Sales came to 78.7 billion Swiss francs (US$66.6 billion; €47 billion), up from 72.2 billion francs in the same period last year. That was slightly above analysts' expectations for an increase of 8.6 percent.
Nestle, which last month nominated Paul Bulcke, the head of its business in the Americas, last month to take over as its next chief executive, reports profit figures only for the half year and full year.
It also did not break out third-quarter sales, but Dow Jones Newswires calculated that they rose 10 percent to 27.6 billion francs (US$23.4 billion; €16.5 billion) for the three months ending Sept. 30 compared with 25.1 billion francs in the same period of 2006.
Organic growth, or growth in the company without acquisitions, for the January to September period was 7.2 percent, Nestle said. The strong figures allowed the company to offset rising raw material costs with price increases, it said.
"In spite of increasing input cost pressures, I remain confident that Nestle will achieve above-target organic growth and a sustainable margin improvement for 2007 as a whole," said Chairman and Chief Executive Officer Peter Brabeck-Letmathe.
The beverage unit, which includes brands such as Nespresso coffee, posted a 10 percent rise in organic growth. The prepared dishes division posted 3.8 percent growth, while milk and ice cream, mineral waters, confectionary and pet care all grew by more than 5 percent.
Nestle shares closed down 0.29 percent at 515.50 francs (US$436.33; €307.27) in Zurich trading.
"Thanks to excellent organic growth of 7.2 percent, Nestle could slightly beat the high expectations," the Zuercher Kantonalbank said.
That organic growth for the first time in years beat the comparable figure of French rival Groupe Danone SA, which stood at 7.0 percent for the same period, bank Vontobel said.

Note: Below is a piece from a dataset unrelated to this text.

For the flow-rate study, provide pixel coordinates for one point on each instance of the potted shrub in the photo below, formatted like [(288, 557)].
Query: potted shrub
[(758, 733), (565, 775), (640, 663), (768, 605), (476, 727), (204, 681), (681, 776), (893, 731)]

Analyst Claudia Lenz reiterated a buy rating on Nestle, citing strong full-year growth and margin improvement prospects.
Danone, the French maker of Dannon yogurt and Evian water, said Wednesday that revenue for the first nine months increased 4.4 percent to €11.24 billion (US$15.9 billion), thanks to the strength of its fresh dairy products division. Its performance was hurt by a weak beverage business, a dispute with its Chinese partner and poor summer weather in northern Europe.

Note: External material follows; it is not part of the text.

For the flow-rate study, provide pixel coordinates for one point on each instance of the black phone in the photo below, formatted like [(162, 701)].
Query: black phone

The company announced another round of management changes Thursday. Chief Financial Officer Paul Polman, who was a top candidate for the CEO post alongside Bulcke, has been appointed the head of Nestle's North and South American business, the company said.
Jim Singh, who heads the company's acquisitions and business development unit, has been named chief financial officer starting next year.
If approved at the annual general meeting April 10, Bulcke would take over as CEO from Peter Brabeck-Letmathe, who will remain chairman of the board.